I might be able to provide some document/explain on how the lockless
qdisc work for I was looking through the code the past few days.

By "lockless", I suppose it means there is no lock between enqueuing and
dequeuing, whoever grasps the qdisc->seqlock can dequeue the skb and send
it out after enqueuing the skb it tries to send, other CPU which does not
grasp the qdisc->seqlock just enqueue the skb and return, hoping other cpu
holding the qdisc->seqlock can dequeue it's skb and send it out.

For the locked qdisck(the one without TCQ_F_NOLOCK flags set), it holds
the qdisc_lock() when doing the enqueuing/dequeuing and sch_direct_xmit(),
and in sch_direct_xmit() it releases the qdisc_lock() when doing skb validation
and calling dev_hard_start_xmit() to send skb to the driver, and hold the
qdisc_lock() again after calling dev_hard_start_xmit(), so other cpu may
grasps the qdisc_lock() and repeat the above process during that qdisc_lock()
release period.

So the main difference between lockess qdisc and locked qdisc is if
there is a lock to protect both enqueuing and dequeuing.
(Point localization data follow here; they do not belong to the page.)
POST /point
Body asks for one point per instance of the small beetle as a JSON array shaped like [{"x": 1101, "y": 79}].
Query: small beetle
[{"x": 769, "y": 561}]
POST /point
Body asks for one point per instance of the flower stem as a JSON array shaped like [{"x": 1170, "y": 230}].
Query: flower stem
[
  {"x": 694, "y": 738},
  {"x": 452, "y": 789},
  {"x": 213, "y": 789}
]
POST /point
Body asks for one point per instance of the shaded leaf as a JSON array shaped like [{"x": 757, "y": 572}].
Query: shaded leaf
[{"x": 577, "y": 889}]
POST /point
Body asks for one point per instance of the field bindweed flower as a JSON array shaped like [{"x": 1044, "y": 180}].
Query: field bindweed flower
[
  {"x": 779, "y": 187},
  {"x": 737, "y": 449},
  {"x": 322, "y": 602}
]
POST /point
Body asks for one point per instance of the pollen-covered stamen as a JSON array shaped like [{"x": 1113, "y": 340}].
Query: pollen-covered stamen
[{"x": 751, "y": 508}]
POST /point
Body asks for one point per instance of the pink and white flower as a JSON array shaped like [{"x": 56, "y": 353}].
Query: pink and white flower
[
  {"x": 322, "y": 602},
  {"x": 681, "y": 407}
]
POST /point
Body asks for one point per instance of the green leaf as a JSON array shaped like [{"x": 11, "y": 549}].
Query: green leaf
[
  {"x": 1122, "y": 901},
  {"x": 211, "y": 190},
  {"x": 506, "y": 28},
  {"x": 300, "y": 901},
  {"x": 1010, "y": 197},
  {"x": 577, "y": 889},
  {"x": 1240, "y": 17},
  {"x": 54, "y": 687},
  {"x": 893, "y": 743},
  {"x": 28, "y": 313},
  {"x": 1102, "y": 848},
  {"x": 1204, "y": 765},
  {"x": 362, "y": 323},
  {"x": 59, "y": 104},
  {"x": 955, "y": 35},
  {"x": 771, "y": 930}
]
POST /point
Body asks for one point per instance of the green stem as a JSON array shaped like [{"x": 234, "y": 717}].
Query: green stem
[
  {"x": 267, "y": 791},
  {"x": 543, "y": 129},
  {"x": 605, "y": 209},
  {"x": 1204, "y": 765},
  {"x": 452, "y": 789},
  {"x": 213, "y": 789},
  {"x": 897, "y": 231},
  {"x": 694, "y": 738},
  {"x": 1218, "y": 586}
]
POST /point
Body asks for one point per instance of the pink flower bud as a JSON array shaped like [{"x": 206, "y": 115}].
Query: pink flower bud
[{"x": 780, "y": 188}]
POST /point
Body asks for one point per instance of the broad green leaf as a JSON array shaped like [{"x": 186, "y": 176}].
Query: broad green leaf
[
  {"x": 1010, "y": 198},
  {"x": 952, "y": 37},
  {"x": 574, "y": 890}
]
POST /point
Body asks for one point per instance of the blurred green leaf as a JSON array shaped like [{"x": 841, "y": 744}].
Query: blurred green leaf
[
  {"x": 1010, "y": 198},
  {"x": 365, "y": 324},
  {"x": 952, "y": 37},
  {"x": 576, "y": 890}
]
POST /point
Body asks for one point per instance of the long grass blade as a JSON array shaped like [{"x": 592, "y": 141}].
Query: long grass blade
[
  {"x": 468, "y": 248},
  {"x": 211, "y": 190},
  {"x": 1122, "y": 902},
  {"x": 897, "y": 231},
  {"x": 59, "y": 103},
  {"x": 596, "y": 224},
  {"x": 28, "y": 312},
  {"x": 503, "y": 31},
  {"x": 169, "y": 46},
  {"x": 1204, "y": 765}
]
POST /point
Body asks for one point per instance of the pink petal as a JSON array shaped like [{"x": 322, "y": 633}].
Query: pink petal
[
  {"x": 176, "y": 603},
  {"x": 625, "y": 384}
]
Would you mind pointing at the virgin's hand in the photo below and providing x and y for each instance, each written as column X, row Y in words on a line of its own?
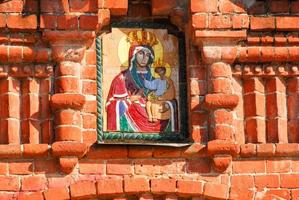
column 135, row 97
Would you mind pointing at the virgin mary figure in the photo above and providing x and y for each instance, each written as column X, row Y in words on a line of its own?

For example, pfifo_fast
uses ptr_ring to become lockless for enqueuing or dequeuing, but it still needs
producer_lock to protect the concurrent enqueue, and consumer_lock to protect
the concurrent dequeue. for Other qdisc that can not provide the lockless between
enqueuing or dequeuing, maybe we implement the locking in the specific qdisc
implementation, so that it still can claim to be "lockless", like the locking
added for pfifo_fast in this patch.

Idealy we can claim all qdisc to be lockess qdisc as long as we make sure
all qdisc either use lockless implementation, or use internal lock to protect
between enqueuing and dequeuing, so that we can remove the locked dqisc and
will have less contention between enqueuing and dequeuing.

Below patch is the first try to remove the difference between lockess qdisc
and locked qdisc, so that we can see if we can remove the locked qdisc in the
future:

https://patchwork.kernel.org/project/netdevbpf/patch/1615800610-34700-1-git-send-email-linyunsheng@huawei.com/

I may be wrong about the above analysis, if there is any error, please
point it out.

> 
> lockless qdisc used concurrently by multiple cpus, using
> WRITE_ONCE() and READ_ONCE() ?
> 
> Just say no to this.

what do you mean "no" here? Do you mean it is impossible to implement lockless
qdisc correctly?  Or TCQ_F_CAN_BYPASS for lockless qdisc is a wrong direction?
And is there any reason?

> 
>>
>> If the above happens, the qdisc->empty is true even if the qdisc has some
>> skb, which may cuase out of order or packet stuck problem.
>>
>> It seems we may need to update ptr_ring' status(empty or not) while
>> enqueuing/dequeuing atomically in the ptr_ring implementation.
>>
>> Any better idea?
> 
> .
>